Windows 10 is a lot like Windows 7 but with some additional features that most people find very handy, and it comes with an overall design upgrade as well—so it’s hard to understand why so many people still haven’t gone ahead with the upgrade from Windows 7 to 10 (considering it’s free for most people.) One of the extra features you get with Windows 10 that might help twist your arm to getting the upgrade finally done is OneDrive integration at the drop of a hat.
OneDrive integration was first designed with an operating system in mind in Windows 8.1. But most people didn’t like what Microsoft did with Windows 8/8.1, so they didn’t upgrade from Windows 7 to it. Windows 7 users have the chance to use OneDrive, but it was never intended to have the integration when it was originally developed. As such, it’s just better to use OneDrive in Windows 10.
If you are a Windows 10 user, I would typically recommend getting to know OneDrive as your free gateway to cloud storage. It’s hard to envision a future where a lot of people won’t use cloud storage for at least something.
If you own a smartphone and want to transfer photos to the computer quickly and easily, using Microsoft’s OneDrive can help you with that—you just sign up to OneDrive on the computer, install the OneDrive application on your phone, connect the phone to the computer and begin the transferring of your pictures. It’s so simple that should many of your parents decide to devote 20 minutes to some trial and error, I’m confident they could get it done without your assistance (although that’s not likely to ever happen). OneDrive file storage is also useful if you want to store your recovery key for drive encryption, which is something of extreme importance should you wish to use full drive encryption .

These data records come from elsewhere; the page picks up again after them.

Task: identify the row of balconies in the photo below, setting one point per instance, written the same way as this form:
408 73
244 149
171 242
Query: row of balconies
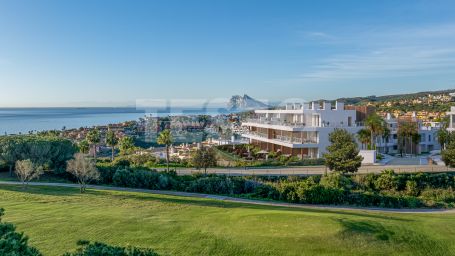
299 124
287 139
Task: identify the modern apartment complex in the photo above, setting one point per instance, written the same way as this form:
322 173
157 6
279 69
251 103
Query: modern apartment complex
427 131
299 129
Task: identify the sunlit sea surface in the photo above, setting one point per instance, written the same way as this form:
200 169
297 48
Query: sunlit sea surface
23 120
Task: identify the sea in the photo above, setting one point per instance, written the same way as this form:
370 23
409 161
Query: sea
24 120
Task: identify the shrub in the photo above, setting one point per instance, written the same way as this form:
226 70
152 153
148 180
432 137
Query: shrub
432 196
411 188
387 181
140 179
216 185
317 194
366 182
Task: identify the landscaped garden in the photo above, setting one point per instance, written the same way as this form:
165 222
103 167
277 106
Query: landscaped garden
252 156
56 218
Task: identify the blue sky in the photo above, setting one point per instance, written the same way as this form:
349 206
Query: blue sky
98 53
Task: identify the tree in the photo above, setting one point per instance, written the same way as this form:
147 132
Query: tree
83 169
448 153
26 171
126 145
9 152
111 141
343 154
87 248
364 136
204 158
375 124
13 243
93 138
165 138
50 152
84 147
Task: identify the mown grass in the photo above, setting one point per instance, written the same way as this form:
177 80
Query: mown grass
55 218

Another common reason that people will want to get to know OneDrive in the future is if they really wanted a particular computer because it had all the bells and whistles, but the downside is they needed to get the lowest storage option available for that computer just because they couldn’t afford the one with more storage. Why buy the practical computer option that doesn’t look as good when you could buy the much nicer looking one with hardly any storage? A little bit of sarcasm there, but it happens all the time—and I even do it on occasion as well. That kind of a tactic isn’t as stupid as it sounds if you get to know cloud storage heading forward into the future, in any case. And if you are going to get to know one of the cloud storage services and use Microsoft’s Windows 10, then why not get to know the Microsoft-owned OneDrive as your cloud storage provider? There will be some distinct advantages if you do use OneDrive given that Microsoft will favor its integration with their Windows operating system heading forward since the goal will be to get people using OneDrive as much as possible so that it remains successful.
Be that as it may, I’ve been in this industry long enough to know that you can’t satisfy everybody with one particular option either. There will be lots of people out there who would prefer not using OneDrive because they want to use Google Drive instead—or one of the other cloud storage providers—because it’s only a few clicks away from a web browser anyway, or even less if you use an application. There will also be some people who just can’t stand looking at OneDrive and wish that it just disappeared forever and never came back. Ever. Again.
Whether you want OneDrive integration in Windows 10 or not, there is an option available to enable and disable the OneDrive for file storage in Windows 10, so everybody walks away happy with their operating system. Here’s what you need to do.
How to enable/disable OneDrive for file storage in Windows 10
Enabling and disabling the OneDrive for file storage is done from within the Local Group Policy Editor, which is only available for Windows 10 Pro and Enterprise editions. You can’t do this using Windows 10 Home. You can find out what version of Windows 10 you are running  if you don’t know already.
Once you are using a computer running Windows 10 Pro or Enterprise, log into an account with the administrative permissions and then type “Gpedit” into the search box in the taskbar and then click on the “Edit Group Policy” entry available under the Best match section.
Under the Local Computer Policy in the left pane, double-click on the “Computer Configuration” entry to expand it.
Double-click on the “Administrative Templates” entry to expand it.
Double-click on the “Windows Components” entry to expand it.
Double-click on “OneDrive” entry to reveal the different policies available for it in the right side pane.
Double-click on the “Prevent the usage of OneDrive for file storage” link in the right pane.
You’ll see that it is set to “Not Configured” by default and it lets you know what that means in the Help window. With it not configured, OneDrive is enabled.
To disable the OneDrive integration from working, move the checkmark to the “Enabled” checkbox and then click on the “Apply” and “OK” buttons at the bottom of the policy window.
If you have been using OneDrive with Windows 10 for a while before you decided to disable the integration, you’ll want to head to the OneDrive folder from the C: drive and remove its contents to free up more hard drive space. Disabling it won’t be enough to remove what is already being stored on the computer.
OneDrive comes with Windows 10 by default since they are both tied to the same company—but like with most of the options you get with Windows 10, Microsoft has also made OneDrive optional to use.